Wat zijn bèta-aminozuren?
Bèta-aminozuren zijn bouwstenen van eiwitten, en deze moleculen hebben carbonzuurgroepen en aminegroepen op secundaire koolstofatomen.
Figuur 02: Beta-aminozuur
Met andere woorden, het bèta-aminozuur heeft zijn aminegroep gescheiden van de carbonzuurgroep door een koolstofatoom, in tegenstelling tot alfa-aminozuren waar de twee functionele groepen zich op de aangrenzende koolstofatomen bevinden. Dit secundaire koolstofatoom wordt ook wel bèta-koolstof genoemd, waardoor het wordt genoemd als bèta-aminozuur.
Wat is het verschil tussen alfa- en bèta-aminozuur?
Aminozuren zijn de bouwstenen van eiwitten. Er zijn twee hoofdtypen, aangezien alfa-aminozuren en bèta-aminozuren en alfa-aminozuren de meest voorkomende vormen zijn. Het belangrijkste verschil tussen alfa- en bèta-aminozuur is dat alfa-aminozuren carbonzuurgroepen en aminegroepen op de aangrenzende koolstofatomen hebben, terwijl in bèta-aminozuren de aminegroep is gehecht aan het secundaire koolstofatoom van de carbonzuurgroep.

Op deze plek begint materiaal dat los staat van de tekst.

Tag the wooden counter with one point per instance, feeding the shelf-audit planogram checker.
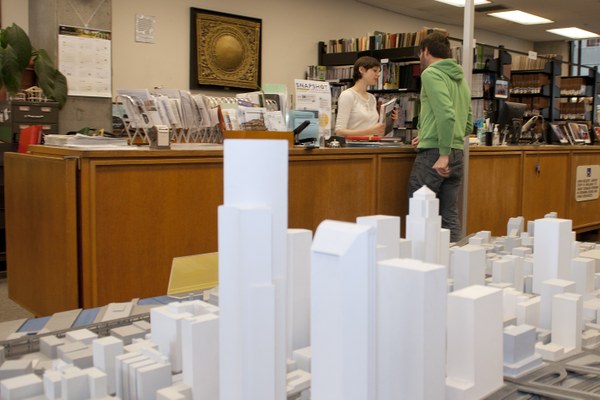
(86, 228)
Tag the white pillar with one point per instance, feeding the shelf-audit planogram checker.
(411, 330)
(343, 314)
(252, 270)
(551, 251)
(298, 289)
(474, 365)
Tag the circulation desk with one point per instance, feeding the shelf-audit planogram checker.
(89, 227)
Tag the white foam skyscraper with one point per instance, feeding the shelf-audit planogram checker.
(423, 225)
(252, 270)
(552, 246)
(475, 364)
(343, 312)
(411, 330)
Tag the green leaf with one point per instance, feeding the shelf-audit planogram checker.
(52, 82)
(17, 39)
(15, 54)
(10, 70)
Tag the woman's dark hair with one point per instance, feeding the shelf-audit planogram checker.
(438, 44)
(367, 62)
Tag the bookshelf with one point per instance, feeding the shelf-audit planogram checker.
(578, 100)
(538, 88)
(400, 75)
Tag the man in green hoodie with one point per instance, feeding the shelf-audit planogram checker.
(444, 120)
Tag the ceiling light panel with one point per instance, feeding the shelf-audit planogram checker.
(573, 33)
(461, 3)
(521, 17)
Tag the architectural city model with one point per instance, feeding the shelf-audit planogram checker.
(354, 313)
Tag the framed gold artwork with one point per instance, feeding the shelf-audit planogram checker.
(225, 50)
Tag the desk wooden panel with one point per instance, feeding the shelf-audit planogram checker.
(495, 189)
(585, 214)
(339, 187)
(545, 189)
(41, 233)
(107, 223)
(136, 215)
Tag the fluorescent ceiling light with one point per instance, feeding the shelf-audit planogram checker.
(520, 17)
(573, 33)
(461, 3)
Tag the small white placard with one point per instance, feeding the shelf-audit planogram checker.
(145, 28)
(587, 184)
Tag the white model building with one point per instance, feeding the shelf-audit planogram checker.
(252, 270)
(388, 234)
(355, 329)
(423, 225)
(411, 362)
(552, 260)
(298, 289)
(474, 353)
(343, 312)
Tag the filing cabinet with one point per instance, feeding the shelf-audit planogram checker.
(15, 115)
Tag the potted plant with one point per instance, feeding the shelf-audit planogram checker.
(16, 54)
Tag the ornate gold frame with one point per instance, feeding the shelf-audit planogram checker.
(225, 50)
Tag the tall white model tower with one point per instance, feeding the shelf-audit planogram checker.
(411, 330)
(343, 312)
(423, 225)
(552, 246)
(475, 365)
(252, 270)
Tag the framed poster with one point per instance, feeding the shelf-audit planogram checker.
(501, 89)
(225, 50)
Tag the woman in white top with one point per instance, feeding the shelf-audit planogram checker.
(357, 109)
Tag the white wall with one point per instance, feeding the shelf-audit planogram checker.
(291, 31)
(16, 11)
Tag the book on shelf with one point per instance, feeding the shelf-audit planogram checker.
(378, 40)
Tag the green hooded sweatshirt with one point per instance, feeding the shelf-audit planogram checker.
(446, 115)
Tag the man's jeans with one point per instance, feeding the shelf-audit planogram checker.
(446, 189)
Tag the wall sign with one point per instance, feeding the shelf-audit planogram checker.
(587, 183)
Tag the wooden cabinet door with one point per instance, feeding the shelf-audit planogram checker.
(41, 232)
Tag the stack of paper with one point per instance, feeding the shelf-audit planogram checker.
(83, 140)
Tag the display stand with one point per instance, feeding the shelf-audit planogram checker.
(289, 136)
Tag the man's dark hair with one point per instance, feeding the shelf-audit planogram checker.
(438, 44)
(367, 62)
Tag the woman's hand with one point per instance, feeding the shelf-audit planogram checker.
(395, 113)
(377, 129)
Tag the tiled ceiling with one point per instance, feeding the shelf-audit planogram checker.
(584, 14)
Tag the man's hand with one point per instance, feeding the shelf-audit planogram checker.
(441, 166)
(377, 129)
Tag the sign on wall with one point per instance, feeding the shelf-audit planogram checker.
(587, 183)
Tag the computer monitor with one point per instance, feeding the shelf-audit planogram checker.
(510, 115)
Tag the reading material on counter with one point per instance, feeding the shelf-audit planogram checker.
(385, 115)
(78, 140)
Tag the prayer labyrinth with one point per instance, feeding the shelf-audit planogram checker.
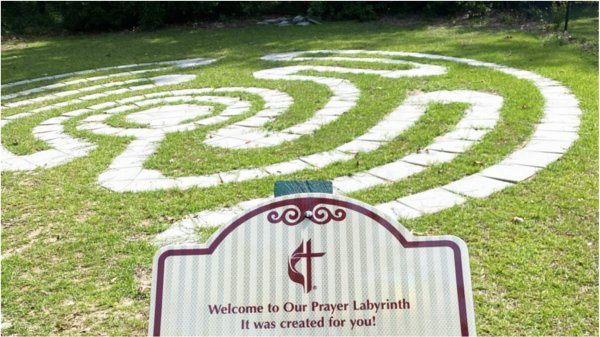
(150, 117)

De volgende infographic geeft een overzicht van de verschillen tussen alfa- en bèta-aminozuur.
Samenvatting – Alfa versus bèta-aminozuur
Aminozuren zijn de bouwstenen van eiwitten. Er zijn twee hoofdtypen als alfa-aminozuren en bèta-aminozuren. Het belangrijkste verschil tussen alfa- en bèta-aminozuur is dat alfa-aminozuren carbonzuurgroepen en aminegroepen op de aangrenzende koolstofatomen hebben, terwijl in bèta-aminozuren de aminegroep is gehecht aan het secundaire koolstofatoom van de carbonzuurgroep. Verder zijn alfa-aminozuren de meest voorkomende vorm.